La loi du 14 avril 1954 instaure la Journée nationale du souvenir des victimes et des héros de la déportation. Chaque année, elle se déroule le dernier dimanche de mai. Retour en images sur la cérémonie du 30 avril 2017 à Arras...

Hommage au Mur des fusillés, haut lieu de mémoire de la Seconde Guerre mondiale. 218 patriotes et résistants ont été fusillés dans les fossés de la citadelle d'Arras.


MESSAGE DES DÉPORTÉS

"Comme chaque année ce dernier Dimanche d'avril est consacré à la journée du souvenir des Victimes et Héros de la Déportation.

La tragédie des camps de concentration nazis et le courage de ceux qui ont lutté pour la sauvegarde de la dignité humaine doivent rester présents dans les mémoires.

Il faut, sans relâche, répéter que cette célébration n'est pas uniquement tournée vers l'histoire mais bien vers notre présent et notre avenir.

Lecture au Mur des Fusillés du message des déportés par Nelly-France Ducatel.

La dénonciation du nazisme n'a de sens que si elle accompagne d'un combat acharné, sans la moindre compromission, contre les formes actuelles de résurgence de cette idéologie de mort.

Face à la montée du nationalisme, de la xénophobie, du racisme et de l'antisémitisme, au déchaînement de fanatismes politiques ou religieux et à la fréquente remise en cause des principes du droit et de la démocratie, le message des déportés est d'une brûlante actualité.

Les conflits qui déchirent le Moyen Orient et d'autres parties du monde, les millions de femmes, d'hommes et d'enfants obligés de fuir les lieux de combats, le terrorisme international, les semeurs de haine, la tentation des pays à se replier sur eux mêmes au détriment de l'indispensable solidarité, tous ces éléments requièrent une action commune contre ces dangers qui menacent l'avenir.

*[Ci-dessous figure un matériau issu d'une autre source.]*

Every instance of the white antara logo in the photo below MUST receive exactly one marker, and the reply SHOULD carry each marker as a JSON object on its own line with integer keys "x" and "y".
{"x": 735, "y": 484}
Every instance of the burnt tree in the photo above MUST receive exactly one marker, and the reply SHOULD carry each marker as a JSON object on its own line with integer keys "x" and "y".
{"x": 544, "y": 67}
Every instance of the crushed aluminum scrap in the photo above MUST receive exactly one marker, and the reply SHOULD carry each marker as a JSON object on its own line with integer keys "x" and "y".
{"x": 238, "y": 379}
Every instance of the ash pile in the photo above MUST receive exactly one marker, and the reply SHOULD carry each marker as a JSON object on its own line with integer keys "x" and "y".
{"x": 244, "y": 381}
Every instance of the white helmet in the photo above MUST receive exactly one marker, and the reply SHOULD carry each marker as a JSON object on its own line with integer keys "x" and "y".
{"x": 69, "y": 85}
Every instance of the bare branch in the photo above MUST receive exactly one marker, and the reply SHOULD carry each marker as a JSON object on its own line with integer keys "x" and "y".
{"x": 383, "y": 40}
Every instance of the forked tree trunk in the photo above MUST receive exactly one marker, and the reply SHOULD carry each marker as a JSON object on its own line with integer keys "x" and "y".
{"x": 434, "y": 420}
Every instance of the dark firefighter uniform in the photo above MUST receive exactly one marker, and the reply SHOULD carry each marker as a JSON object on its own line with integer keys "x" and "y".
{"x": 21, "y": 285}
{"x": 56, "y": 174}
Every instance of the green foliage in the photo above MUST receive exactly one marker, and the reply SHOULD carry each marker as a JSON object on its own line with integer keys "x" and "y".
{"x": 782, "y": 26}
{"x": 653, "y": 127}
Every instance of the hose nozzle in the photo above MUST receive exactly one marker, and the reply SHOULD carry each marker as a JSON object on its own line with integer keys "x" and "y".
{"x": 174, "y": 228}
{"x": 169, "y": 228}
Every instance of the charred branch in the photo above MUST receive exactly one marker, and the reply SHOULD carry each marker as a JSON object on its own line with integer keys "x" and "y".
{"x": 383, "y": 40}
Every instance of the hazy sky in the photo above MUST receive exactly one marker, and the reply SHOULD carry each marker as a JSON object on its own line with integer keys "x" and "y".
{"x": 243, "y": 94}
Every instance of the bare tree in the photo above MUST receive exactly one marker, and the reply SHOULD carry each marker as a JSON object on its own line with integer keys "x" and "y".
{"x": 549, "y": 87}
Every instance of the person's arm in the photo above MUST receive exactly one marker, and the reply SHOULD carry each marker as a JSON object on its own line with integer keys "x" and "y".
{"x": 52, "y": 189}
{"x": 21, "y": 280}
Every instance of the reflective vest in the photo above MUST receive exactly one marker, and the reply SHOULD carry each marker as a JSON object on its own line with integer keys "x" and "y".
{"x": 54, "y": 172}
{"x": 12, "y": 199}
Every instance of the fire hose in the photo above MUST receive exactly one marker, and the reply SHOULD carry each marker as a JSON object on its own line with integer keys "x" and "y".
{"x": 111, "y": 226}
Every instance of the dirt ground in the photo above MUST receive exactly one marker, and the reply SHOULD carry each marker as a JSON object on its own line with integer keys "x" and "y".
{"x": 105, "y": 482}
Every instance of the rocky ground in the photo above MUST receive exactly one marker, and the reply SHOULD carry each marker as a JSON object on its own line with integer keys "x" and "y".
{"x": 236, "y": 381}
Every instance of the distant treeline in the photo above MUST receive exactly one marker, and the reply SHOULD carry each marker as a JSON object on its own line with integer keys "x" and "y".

La journée du souvenir nous donne l'opportunité afin de donner son plein sens à la devise de la République :

Liberté - Égalité - Fraternité"

(Message rédigé par :
La FNDIR (Fédération nationale des déportés et internés de la Résistance)
La FNDIRP (Fédération nationale des déportés et internés, résistants et patriotes)
La FMD (Fondation pour la mémoire de la déportation)
L'UNADIF (Union nationale des associations de déportés, internés et familles de disparus)
Avec la participation d'associations et amicales de camps)










Refrain de La Marseillaise par l'orchestre d'harmonie d'Arras au Mur des Fusillés.







Chant des Partisans par l'orchestre d'harmonie d'Arras au pied de l'Hôtel de Ville.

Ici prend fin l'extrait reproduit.